Another relevant point is the active nature of the acceptance, as opposed to the passive nature is attributed to resignation or compliance . In the first case, the person makes the conscious decision to experience emotions and thoughts with full attention, voluntarily and actively.

Finally, within the previous fourth point of Simon's guide, the following five moments occur from which the individual manages to make feasible the change of the relationship with his disturbing emotion:

  • Aversion : the person does not want to feel that emotion because of its destabilizing and unpleasant nature and resists it.
  • Curiosity : the person begins to focus his attention only on observing what he is feeling, without evaluating or judging him.
  • Tolerance : the person increases their acceptance of emotion although certain resistances are still present.
  • Permission : each time the resistances are lower since the emotion judgments are eliminated.
  • Friendship : the person embraces the emotion since it accepts it as an experience that involves personal learning.

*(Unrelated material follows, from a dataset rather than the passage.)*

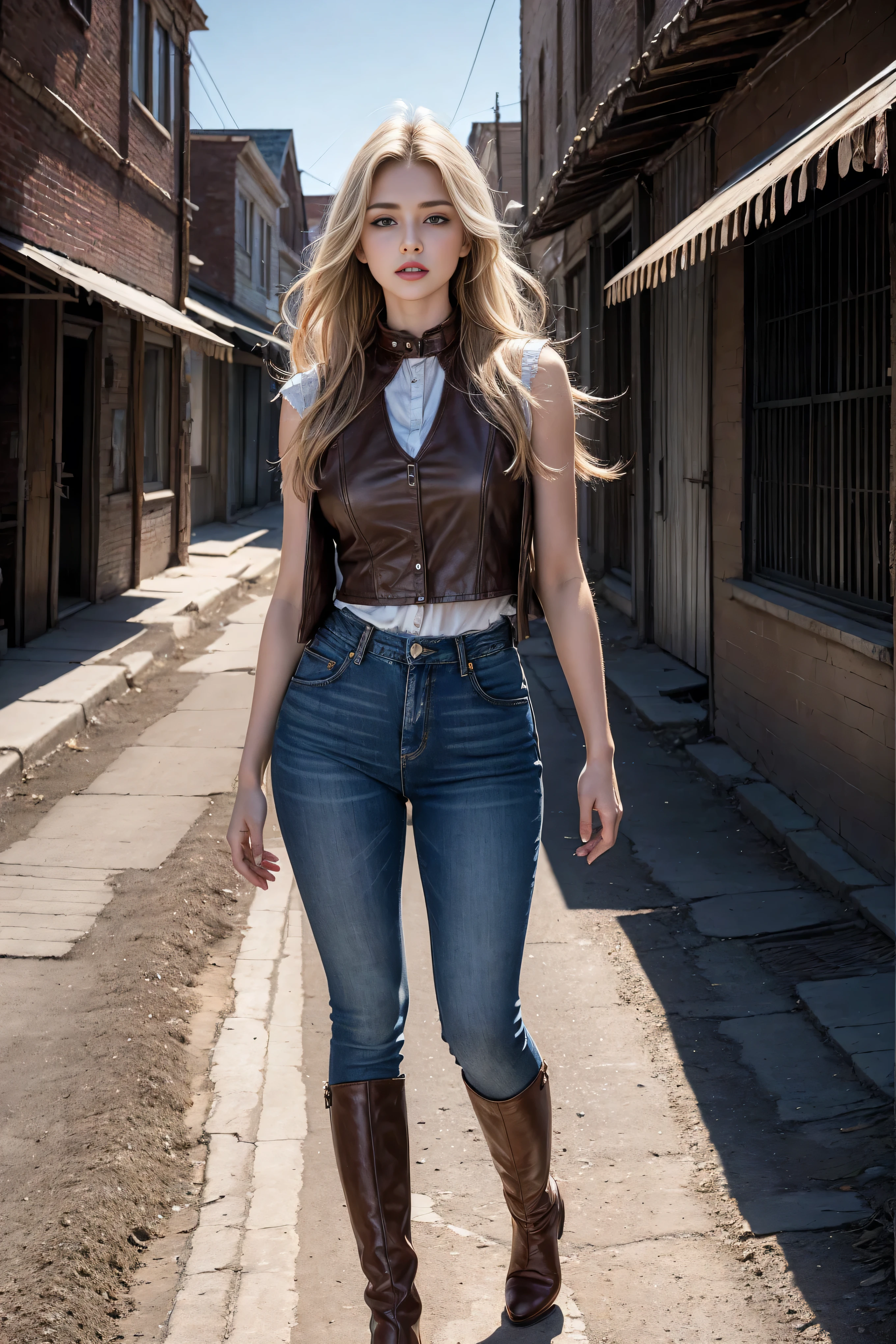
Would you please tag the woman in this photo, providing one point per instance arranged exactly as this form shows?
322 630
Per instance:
429 449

At this point, the feeling of compassion towards oneself begins to be activated where the individual gives himself permission to feel that emotion in a kind way, without emitting self-criticism or guilt.

In conclusion

One of the most useful applications of Mindfulness or Mindfulness techniques keeps a close relationship with the competition in Emotional Intelligence , specifically in the process of identification, management and expression of emotions that can produce discomfort.

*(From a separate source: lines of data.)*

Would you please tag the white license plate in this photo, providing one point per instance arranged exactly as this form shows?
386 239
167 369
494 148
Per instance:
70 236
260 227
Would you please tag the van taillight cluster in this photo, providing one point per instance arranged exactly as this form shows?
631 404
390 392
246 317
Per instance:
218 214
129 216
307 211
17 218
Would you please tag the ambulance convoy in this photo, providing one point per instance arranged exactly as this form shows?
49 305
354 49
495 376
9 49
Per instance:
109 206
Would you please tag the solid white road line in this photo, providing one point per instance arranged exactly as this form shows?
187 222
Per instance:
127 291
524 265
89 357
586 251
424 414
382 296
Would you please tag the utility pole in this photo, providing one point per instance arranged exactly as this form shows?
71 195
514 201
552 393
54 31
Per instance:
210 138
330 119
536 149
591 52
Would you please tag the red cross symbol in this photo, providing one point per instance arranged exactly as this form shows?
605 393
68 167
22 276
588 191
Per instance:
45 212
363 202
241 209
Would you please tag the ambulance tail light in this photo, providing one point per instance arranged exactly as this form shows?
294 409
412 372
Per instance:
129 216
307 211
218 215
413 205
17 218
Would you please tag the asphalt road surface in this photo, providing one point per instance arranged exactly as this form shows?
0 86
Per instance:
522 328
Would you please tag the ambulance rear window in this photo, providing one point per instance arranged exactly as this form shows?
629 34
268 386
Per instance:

The guide offered above can be a useful strategy for modify how we relate to our emotions and we went from seeing them as something unpleasant to avoid or ignore in order to understand them as necessary and beneficial processes for one's psychological well-being. This type of practice can bring us closer to a greater acceptance of this type of emotions, greatly diminishing the negative connotation that we could a priori grant them.

Bibliographic references:

  • Simón, V. and Germer, C. (col.) (2011). Learn to practice Mindfulness (10th edition.). Madrid: Stamp Editions.
  • Lázaro, A. M. (2012) Learning to practice Mindfulness. Papers of the Psychologist, 2012. Vol. 33 (1), pp. 68-73. Complutense University of Madrid.

Working with difficult emotions - www.ajoyfulmind.com (March 2024).